当您的 DAG 变大并且您的代码中发生太多级别的转换时,就会出现此问题。当一个动作最终执行时,JVM 将无法保留执行延迟执行的操作。

Checkpointing is one option. I would suggest to implement spark-sql for this kind of aggregations. If your data is structured, try to load that into dataframes and perform grouping and other mysql functions to achieve this.

检查点是一种选择。我建议为这种聚合实现 spark-sql。如果您的数据是结构化的,请尝试将其加载到数据帧中并执行分组和其他 mysql 功能来实现这一点。

回答by Guillaume Chevalier

Unfortunately, the solution that worked easily for me was to call .collect()after every few iterations. Well, things work at least, as a quick fix.

不幸的是,对我来说很容易的解决方案是.collect()在每几次迭代后调用。好吧,事情至少可以作为快速解决方案。

In a hurry, I couldn't make the suggest solution to use checkpoint to work (and maybe it wouldn't have worked anyway?)

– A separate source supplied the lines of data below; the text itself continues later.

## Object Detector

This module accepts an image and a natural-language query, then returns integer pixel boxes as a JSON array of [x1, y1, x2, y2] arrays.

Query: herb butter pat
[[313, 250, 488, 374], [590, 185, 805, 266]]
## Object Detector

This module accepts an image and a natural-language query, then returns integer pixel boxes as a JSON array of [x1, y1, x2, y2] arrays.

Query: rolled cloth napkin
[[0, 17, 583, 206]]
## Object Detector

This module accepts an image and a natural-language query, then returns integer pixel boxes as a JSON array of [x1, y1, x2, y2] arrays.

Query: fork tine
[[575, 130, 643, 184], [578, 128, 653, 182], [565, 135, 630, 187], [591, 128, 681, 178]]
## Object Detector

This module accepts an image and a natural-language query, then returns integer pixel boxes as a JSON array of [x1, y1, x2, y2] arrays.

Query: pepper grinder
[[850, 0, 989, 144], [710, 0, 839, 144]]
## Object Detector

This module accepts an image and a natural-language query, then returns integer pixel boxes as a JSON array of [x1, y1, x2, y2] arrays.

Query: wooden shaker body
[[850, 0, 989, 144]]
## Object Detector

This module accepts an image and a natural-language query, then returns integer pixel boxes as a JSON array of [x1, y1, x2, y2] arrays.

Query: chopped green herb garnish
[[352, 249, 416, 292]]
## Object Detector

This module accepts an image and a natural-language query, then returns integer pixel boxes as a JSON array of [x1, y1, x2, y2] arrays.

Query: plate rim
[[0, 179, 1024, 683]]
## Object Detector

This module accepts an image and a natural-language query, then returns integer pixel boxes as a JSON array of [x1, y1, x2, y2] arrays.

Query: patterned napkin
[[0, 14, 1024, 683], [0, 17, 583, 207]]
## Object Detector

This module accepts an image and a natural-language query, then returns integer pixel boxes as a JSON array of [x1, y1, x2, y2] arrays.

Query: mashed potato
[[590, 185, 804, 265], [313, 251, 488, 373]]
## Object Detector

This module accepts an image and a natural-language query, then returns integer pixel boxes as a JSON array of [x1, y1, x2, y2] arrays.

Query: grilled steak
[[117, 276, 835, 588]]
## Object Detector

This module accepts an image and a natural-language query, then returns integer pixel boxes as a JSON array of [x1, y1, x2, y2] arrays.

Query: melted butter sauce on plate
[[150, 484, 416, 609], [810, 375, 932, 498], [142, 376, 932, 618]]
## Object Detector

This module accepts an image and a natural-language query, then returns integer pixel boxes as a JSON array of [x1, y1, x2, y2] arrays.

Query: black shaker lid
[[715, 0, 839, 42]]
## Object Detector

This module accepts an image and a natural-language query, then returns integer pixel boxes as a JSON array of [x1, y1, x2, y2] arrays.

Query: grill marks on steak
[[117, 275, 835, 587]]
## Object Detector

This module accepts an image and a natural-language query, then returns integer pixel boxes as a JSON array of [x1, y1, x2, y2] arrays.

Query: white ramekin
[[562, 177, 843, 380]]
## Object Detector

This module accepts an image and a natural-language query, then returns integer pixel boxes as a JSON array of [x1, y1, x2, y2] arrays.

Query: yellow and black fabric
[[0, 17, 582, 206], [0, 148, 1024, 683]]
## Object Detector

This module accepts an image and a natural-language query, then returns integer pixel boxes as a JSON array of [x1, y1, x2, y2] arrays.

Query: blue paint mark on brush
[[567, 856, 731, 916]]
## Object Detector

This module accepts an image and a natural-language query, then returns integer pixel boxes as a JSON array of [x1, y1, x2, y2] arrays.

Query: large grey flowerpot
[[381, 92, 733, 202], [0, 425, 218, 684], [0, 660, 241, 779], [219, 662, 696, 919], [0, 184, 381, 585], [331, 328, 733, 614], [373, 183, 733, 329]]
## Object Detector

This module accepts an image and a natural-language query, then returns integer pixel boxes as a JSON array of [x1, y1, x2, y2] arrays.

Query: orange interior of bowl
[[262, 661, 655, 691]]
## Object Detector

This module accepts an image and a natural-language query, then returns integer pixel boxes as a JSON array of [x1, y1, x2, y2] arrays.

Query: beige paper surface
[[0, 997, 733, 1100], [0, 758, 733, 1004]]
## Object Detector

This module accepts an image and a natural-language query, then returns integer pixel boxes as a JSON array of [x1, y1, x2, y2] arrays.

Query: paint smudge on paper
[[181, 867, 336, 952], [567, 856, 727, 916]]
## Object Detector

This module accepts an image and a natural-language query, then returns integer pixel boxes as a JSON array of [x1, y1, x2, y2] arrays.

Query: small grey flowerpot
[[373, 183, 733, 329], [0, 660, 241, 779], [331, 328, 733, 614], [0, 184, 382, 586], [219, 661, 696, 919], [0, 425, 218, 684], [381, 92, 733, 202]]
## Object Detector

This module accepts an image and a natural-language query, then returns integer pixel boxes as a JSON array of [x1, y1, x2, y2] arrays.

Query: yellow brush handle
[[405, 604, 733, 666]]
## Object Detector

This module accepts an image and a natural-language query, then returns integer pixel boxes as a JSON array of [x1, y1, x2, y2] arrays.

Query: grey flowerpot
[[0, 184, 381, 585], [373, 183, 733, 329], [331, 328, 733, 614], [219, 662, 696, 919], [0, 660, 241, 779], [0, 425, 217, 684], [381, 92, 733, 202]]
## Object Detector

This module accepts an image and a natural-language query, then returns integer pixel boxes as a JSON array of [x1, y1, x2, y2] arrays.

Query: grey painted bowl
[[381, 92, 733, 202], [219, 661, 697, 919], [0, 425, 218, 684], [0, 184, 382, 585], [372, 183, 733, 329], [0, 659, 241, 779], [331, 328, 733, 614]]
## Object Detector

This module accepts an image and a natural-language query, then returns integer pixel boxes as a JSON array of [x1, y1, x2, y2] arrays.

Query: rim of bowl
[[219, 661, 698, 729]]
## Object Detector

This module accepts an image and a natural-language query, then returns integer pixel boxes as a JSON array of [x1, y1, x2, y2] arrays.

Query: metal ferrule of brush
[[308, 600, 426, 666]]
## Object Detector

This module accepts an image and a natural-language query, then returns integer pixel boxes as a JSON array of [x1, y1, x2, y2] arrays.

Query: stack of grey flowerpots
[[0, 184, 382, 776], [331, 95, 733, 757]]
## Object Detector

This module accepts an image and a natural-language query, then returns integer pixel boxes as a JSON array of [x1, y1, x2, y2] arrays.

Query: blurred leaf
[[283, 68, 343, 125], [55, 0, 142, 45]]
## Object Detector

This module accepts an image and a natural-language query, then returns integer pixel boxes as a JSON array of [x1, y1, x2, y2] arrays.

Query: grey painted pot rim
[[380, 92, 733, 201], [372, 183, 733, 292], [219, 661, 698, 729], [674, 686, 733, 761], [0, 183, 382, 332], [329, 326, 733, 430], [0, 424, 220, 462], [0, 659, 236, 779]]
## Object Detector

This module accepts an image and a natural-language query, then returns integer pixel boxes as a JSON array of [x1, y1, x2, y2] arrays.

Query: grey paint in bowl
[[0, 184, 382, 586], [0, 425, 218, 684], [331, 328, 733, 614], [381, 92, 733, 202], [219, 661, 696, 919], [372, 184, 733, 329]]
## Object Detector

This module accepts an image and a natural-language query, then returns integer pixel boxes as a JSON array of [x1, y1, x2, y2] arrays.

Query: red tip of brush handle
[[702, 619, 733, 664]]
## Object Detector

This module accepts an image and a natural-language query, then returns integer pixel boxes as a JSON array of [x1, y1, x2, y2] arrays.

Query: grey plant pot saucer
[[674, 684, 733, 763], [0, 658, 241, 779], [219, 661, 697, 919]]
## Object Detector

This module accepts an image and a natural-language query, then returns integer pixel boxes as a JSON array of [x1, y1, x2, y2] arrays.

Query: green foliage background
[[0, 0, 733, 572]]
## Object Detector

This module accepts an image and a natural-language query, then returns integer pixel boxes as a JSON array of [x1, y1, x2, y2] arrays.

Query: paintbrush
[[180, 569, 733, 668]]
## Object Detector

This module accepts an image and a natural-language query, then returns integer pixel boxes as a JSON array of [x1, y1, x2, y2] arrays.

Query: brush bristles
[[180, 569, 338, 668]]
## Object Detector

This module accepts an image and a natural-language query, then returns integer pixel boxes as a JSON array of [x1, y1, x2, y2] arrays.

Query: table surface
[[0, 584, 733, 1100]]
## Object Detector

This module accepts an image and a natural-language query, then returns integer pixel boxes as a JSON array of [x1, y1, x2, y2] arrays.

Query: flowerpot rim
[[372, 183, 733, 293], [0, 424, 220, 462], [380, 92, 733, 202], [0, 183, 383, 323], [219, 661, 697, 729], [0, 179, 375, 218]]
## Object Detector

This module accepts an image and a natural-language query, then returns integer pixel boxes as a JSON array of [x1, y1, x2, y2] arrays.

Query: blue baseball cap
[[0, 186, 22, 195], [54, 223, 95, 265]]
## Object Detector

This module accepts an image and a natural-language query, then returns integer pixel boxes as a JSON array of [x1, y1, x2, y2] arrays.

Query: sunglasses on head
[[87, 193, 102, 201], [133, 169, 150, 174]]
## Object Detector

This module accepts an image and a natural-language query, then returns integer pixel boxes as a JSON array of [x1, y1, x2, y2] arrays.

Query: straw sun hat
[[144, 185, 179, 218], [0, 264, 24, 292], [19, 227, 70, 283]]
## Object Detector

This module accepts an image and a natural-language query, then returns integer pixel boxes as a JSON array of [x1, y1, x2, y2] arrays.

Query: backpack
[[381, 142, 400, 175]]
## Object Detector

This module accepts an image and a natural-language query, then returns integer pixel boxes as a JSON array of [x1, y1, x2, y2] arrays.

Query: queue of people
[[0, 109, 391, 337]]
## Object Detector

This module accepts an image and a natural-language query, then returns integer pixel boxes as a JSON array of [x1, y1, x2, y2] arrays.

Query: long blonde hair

匆忙中,我无法提出使用检查点工作的建议解决方案(也许它无论如何都行不通?)



Note: it also seems that setting spark option might do the trick... but I don't have the time right now so I didn't check how to set spark's java options from pyspark, if that's possible. Related pages for changing config:

注意:设置 spark 选项似乎也可以解决问题……但我现在没有时间,所以如果可能的话,我没有检查如何从 pyspark 设置 spark 的 java 选项。更改配置的相关页面:

If someone gets that to work by changing the max recursion limit, a comment here would be nice for others.

如果有人通过更改最大递归限制来实现这一点,那么这里的评论对其他人会很好。